Mustajab yang kemudian dikenal dengan nama Bisri dilahirkan oleh seorang ibu yang bernama Siti Rohmah (Mariah) dan ayah yang bernama Syansuri Abdus Shomad pada bulan Dzulhijjah 1304 Hijriah, di desa Tayu Wetan, Pati, Jawa Tengah pada 28 Dzulhijjah 1304 Hijriah, yang bertepatan dengan 18 September 1887. Kiai Bisri Syansuri pada 27 Desember 1942 dalam buku “Pendaftaran Orang Indonesia yang Terkemuka yang Ada di Jawa” yang dikeluarkan Pemerintah Jepang menulis data lahir pada 05 Dzulhijjah 1304 H, atau 25 Agustus 1887.


Sebagaimana termaktub dalam silsilah Bani Abd. Shomad, Mustajab kelak dikenal dengan nama Bisri. Nama itu ia peroleh setelah pulang dari Mekkah dan kemudian ditambahi nama ayahnya. Lengkaplah menjadi Bisri Syansuri.


Bisri bersaudara terdiri dari tiga lelaki dan dua perempuan. Saudara tertua Bisri diberi nama Mas’ud, seorang anak lelaki sesuai dengan harapan keluarga di daerah itu pada umumnya, ia diharapkan dapat mewarisi tradisi kebaikan yang telah turun temurun dalam keluarga besarnya. Saudara kedua adalah seorang anak perempuan, bernama Sumiyati. Bisri sendiri merupakan anak ketiga, disusul dua lainnya, Muhdi dan Syafa’atun.


Tulisan berikut ini menarasikan Kiai Bisri Syansuri dalam lintasan arsip keluarga yang tersimpan rapi di Ndalem Kasepuhan Pesantren Denanyar, baik berupa buku yang relevan, surat menyurat, manuskrip kitab, album foto, catatan pribadi maupun kliping media, dengan beberapa ulasan dampingan.


Dalam sebuah kesempatan, KH Abdul Aziz Masyhuri ketika mendampingi Kiai Bisri saat Muktamar NU XXVI, tahun 1979 di Semarang, bertemu seorang guru besar Masjidil Haram bernama Syekh Zakaria bin Syekh Abdillah Billah yang mengikuti rombongan Syekh Yasin bin Isa Al-Fadani Makkah.
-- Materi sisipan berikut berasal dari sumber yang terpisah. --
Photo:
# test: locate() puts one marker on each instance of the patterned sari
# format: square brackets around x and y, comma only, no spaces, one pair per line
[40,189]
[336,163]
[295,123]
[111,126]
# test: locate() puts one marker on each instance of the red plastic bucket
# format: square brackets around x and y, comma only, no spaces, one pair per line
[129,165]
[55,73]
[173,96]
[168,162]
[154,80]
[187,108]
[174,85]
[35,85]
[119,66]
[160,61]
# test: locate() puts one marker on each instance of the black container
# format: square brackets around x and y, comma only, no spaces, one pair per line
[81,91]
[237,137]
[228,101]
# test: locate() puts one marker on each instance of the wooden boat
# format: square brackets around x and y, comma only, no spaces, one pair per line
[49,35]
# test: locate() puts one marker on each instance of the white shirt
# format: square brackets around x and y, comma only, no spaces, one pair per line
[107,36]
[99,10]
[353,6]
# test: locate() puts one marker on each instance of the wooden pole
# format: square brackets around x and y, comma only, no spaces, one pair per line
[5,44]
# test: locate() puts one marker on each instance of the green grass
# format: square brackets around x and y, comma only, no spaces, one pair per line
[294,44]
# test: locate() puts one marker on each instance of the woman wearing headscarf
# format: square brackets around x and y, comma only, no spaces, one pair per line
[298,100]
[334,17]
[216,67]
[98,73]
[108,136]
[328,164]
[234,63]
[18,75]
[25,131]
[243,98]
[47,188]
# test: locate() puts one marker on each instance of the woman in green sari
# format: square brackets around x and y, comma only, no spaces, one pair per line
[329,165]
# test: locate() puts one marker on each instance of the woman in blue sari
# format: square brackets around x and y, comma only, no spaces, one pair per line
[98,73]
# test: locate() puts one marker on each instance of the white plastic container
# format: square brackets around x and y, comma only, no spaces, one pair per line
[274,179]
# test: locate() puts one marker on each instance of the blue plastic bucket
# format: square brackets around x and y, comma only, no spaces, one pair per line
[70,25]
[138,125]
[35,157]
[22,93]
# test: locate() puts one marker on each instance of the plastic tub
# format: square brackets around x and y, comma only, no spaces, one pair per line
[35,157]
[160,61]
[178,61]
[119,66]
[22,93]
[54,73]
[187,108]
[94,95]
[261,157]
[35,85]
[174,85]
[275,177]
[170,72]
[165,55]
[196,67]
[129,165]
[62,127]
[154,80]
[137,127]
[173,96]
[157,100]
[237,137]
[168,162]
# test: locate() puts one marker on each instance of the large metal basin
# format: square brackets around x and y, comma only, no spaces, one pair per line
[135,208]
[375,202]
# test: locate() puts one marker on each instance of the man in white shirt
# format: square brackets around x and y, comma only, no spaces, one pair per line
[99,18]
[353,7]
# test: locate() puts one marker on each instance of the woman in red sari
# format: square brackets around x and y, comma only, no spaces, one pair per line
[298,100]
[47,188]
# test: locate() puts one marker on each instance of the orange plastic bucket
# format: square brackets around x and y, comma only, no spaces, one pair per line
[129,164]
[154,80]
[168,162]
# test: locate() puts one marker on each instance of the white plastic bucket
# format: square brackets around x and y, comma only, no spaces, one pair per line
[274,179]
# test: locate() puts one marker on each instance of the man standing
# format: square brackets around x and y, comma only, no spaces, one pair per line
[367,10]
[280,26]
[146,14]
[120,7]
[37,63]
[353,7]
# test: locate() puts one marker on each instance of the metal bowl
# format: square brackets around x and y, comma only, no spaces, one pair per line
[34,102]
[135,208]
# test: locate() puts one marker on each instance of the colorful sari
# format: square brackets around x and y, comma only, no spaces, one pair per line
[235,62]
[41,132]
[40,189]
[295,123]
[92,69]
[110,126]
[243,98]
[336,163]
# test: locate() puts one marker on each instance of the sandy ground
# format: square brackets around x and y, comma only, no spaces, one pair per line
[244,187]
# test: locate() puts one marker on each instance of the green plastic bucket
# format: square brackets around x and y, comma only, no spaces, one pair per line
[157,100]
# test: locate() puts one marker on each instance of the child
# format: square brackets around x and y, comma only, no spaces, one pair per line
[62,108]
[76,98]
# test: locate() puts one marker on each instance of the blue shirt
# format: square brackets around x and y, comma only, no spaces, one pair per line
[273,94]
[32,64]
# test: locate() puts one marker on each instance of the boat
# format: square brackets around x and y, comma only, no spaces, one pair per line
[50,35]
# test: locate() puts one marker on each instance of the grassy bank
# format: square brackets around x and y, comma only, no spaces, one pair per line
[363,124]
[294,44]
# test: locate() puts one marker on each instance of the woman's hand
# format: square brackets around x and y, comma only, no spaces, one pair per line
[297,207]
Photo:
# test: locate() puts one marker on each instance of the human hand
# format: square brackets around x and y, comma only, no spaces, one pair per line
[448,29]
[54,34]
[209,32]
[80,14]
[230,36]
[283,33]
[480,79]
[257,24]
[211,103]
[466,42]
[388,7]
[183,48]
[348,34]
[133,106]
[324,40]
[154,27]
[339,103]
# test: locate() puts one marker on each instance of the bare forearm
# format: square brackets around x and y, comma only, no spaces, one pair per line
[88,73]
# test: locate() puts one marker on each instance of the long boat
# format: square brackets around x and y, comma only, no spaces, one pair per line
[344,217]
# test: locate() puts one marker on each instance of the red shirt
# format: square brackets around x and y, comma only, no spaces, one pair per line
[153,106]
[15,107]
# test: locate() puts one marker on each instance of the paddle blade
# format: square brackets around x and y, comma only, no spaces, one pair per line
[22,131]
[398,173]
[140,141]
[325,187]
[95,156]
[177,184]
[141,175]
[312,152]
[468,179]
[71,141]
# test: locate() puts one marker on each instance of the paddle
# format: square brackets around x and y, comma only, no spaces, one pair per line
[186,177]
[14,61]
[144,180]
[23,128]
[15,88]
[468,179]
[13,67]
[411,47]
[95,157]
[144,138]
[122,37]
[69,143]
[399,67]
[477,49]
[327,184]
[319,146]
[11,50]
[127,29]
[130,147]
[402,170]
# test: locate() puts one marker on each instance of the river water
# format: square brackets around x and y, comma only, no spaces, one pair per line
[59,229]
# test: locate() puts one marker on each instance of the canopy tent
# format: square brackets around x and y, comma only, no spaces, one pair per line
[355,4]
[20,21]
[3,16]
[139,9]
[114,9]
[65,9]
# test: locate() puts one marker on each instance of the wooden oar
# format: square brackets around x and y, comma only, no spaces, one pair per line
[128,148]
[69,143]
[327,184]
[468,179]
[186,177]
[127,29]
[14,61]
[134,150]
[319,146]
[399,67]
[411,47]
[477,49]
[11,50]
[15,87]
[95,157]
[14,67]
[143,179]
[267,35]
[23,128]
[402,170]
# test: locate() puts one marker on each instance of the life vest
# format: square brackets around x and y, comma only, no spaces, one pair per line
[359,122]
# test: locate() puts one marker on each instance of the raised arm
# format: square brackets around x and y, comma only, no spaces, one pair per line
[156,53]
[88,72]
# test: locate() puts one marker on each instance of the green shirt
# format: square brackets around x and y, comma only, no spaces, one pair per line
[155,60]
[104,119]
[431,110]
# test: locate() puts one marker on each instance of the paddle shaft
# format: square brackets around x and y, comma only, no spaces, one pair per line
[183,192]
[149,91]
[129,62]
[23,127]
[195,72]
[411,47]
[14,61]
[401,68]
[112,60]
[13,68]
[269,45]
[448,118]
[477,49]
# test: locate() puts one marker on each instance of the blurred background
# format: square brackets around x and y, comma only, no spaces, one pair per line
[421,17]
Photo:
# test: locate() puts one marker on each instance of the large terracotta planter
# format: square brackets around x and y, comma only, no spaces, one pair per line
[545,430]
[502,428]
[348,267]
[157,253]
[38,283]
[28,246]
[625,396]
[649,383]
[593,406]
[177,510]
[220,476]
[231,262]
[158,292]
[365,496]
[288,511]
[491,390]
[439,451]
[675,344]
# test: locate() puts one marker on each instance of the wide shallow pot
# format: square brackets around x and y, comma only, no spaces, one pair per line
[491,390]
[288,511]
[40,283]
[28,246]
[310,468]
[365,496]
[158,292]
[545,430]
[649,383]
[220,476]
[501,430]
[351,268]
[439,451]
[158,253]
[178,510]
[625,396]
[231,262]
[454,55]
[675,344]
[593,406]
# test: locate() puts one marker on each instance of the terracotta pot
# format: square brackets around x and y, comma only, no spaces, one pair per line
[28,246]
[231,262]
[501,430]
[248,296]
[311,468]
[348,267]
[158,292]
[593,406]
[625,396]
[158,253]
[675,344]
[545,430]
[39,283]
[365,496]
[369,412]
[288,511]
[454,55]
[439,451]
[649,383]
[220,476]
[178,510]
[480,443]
Saat itu Syekh Zakaria punya beberapa karya tulis, di antaranya berjudul Al-Jawahirul Hisan yang saat itu belum selesai ditulis. Dalam karya tersebut, Syekh Zakaria ingin memasukkan biografi Kiai Bisri. Pada saat itu, Kiai Aziz Masyhuri diwawancarai oleh Syekh Zakaria.


Di antara pertanyaannya adalah mengenai karya tulis Kiai Bisri yang sudah dicetakdan dijawab oleh Kiai Aziz, “Kiai Bisri Syansuri memang tidak banyak menulis  karya  berupa buku, karya monumentalnya  adalah  bersama  beberapa ulama lain adalah organisasi bernama Nahdlatul Ulama (NU) serta orang-orang besar yang dibimbing Kiai Bisri dalam rapat, pengajian di rumah dan masjid, diskusi di dalam perjalanan, di dalam rapat politik, maupun dalam berbagai kesempatan lain. Buah pikirannya juga terurai di mana-mana, dalam banyak kesempatan dan peristiwa, dikembangkan oleh banyak kader dan santri, dan tidak sempat dibukukan.”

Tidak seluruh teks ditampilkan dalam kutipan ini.